Although we will mostly discuss Tann’s career in jewelry, he originally thought of himself as a fine artist. He created jewelry and design on the side only as a means to make ends meet. However, Tann’s most recognized contributions to the arts have mostly been his work in jewelry. It is this important output that we will cover in our discussion of his work.
Curtis Tann was born on December 4, 1915, in Circleville, OH. His father was employed as a laborer, while his mother was a day worker. The family lived in Cleveland by the time he started elementary school. They endured some hardship after his father was fired from his job for being a black man around the beginning of the Great Depression. Although he was not openly encouraged, Tann started learning creative arts from a young age, at first from his father. After his father discouraged Tann’s interest in making a serious pursuit of art, his talent was then secretly enhanced by his mother. “It takes nerve,” Tann’s mother would often say about pursuing a career as an artist. “You have to have nerve.”
He eventually attended William H. Kirk Junior High School, in Cleveland. There, the young Tann gained more exposure to the arts. He learned printing and design and painting with watercolors. By the time he graduated, he had turned down a scholarship to attend Fisk University. Instead, he began teaching arts and crafts at Hiram House, a youth camp in Moreland Hills, OH. There, he prepared for the future role he would have in arts education. Through his connections at Hiram House, Tann was soon taking major steps in his career at Karamu House.
Karamu House was formerly known as the Playhouse Settlement. It is the oldest African American theater in the United States, in the Fairfax neighborhood of Cleveland.
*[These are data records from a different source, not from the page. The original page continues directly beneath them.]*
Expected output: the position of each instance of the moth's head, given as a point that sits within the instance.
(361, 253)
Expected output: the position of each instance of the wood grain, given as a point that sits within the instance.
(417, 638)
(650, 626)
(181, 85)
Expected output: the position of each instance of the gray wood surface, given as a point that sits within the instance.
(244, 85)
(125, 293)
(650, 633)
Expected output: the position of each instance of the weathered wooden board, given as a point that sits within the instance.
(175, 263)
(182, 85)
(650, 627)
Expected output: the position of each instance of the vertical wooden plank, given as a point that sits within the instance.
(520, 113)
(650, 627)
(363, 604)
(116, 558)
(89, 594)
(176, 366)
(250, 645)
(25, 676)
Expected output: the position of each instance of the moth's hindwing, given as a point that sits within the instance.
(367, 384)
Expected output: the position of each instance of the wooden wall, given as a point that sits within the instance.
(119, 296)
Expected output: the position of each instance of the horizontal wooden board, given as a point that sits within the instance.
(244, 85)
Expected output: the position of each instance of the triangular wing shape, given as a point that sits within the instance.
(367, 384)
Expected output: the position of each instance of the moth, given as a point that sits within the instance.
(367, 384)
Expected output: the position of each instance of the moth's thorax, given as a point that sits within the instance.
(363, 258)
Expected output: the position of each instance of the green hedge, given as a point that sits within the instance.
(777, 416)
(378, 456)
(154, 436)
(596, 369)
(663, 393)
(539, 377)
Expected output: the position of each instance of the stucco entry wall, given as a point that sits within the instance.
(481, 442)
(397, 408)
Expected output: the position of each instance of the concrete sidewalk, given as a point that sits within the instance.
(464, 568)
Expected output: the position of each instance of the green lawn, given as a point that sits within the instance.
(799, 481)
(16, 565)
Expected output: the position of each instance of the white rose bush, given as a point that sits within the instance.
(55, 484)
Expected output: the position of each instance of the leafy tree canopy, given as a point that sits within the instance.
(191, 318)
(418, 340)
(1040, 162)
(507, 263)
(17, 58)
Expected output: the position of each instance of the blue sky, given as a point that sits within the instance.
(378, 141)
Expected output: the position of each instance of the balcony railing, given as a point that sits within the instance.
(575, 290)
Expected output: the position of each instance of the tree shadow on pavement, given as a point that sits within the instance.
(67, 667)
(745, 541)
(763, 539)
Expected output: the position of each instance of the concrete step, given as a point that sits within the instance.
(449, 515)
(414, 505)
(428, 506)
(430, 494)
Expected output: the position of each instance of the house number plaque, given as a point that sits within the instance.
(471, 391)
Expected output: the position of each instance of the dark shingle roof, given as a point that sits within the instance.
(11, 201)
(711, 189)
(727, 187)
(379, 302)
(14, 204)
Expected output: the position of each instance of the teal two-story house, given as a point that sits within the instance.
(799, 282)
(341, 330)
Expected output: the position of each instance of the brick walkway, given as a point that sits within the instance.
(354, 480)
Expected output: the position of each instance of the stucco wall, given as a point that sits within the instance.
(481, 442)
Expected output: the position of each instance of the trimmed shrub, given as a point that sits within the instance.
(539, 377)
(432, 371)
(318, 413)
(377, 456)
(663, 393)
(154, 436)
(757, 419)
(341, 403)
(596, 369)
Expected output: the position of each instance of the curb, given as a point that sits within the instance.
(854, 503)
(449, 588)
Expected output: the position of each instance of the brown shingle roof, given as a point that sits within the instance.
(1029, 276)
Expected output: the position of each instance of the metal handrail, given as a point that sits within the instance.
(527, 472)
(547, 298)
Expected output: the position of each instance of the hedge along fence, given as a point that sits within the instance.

It was also one of the few prominent art schools in early 20th-century America that catered primarily to African Americans. The theater created a space for African Americans to be educated in the arts during a time when that privilege was often unavailable. During Tann’s time at the theater, he became a member of the Gilpin Players. They performed in original productions by Harlem Renaissance greats such as Langston Hughes and Zora Neale Hurston.
During his time at Karamu House, Tann first encountered the techniques of enamel on copper. He studied the Limoges technique under Thomas Usher. Yet his progress was cut short when America’s involvement in World War II began. Upon entering the military in 1944, Tann traveled to Italy to help with liberation efforts. He saw the many treasures of the Italian Renaissance, which further inspired his artistic creativity. It appears that after the war, the Army promised him a chance to attend the Institute of Art at the University of Florence, but his commanders reneged on the deal at the last minute. After returning from the war, he decided to leave Cleveland to start his career in Los Angeles, carrying only $10 in his pocket.
According to his oral history, Tann forgot about his education in enamel after the war. For a while he worked doing necktie design, first working at Allen of California from 1946–1948, and then at Palm of California from 1948–1952. But in 1947, his mother sent him a box of old memorabilia. It included the first piece he had made, and he rediscovered his talent. This made him reconnect with Thomas Usher for a refresher course in 1949. He then decided to seriously pursue enamel arts as his life work.
Tann eventually settled in Pasadena, CA. By the early 50s he was a part of the burgeoning artistic scene in the greater LA region. He mingled with legendary African American artists such as Charles White, Doyle Lane, and Dale B. Davis. In addition, he became a founding member of Eleven Artists Associated. It became one of the first organizations to help and support African American artists. (It was later called Arts West Association.) All these major feats started his practice on a high note. But he might be most influential via his role in introducing Betye Saar (née Brown) to the LA art scene, before she became a legendary artist.
Back then, the two teamed up to launch a company, using the tongue-in-cheek name Brown and Tann. They created different pieces, from ashtrays to bowls and enamel jewelry. These were sold at various art fairs at the Biltmore or Alexander Hotels. The company gained some early success, and Ebony magazine gave it a feature. However, it eventually dissolved after Saar discovered an interest in printmaking. She later moved into her current field of assemblage.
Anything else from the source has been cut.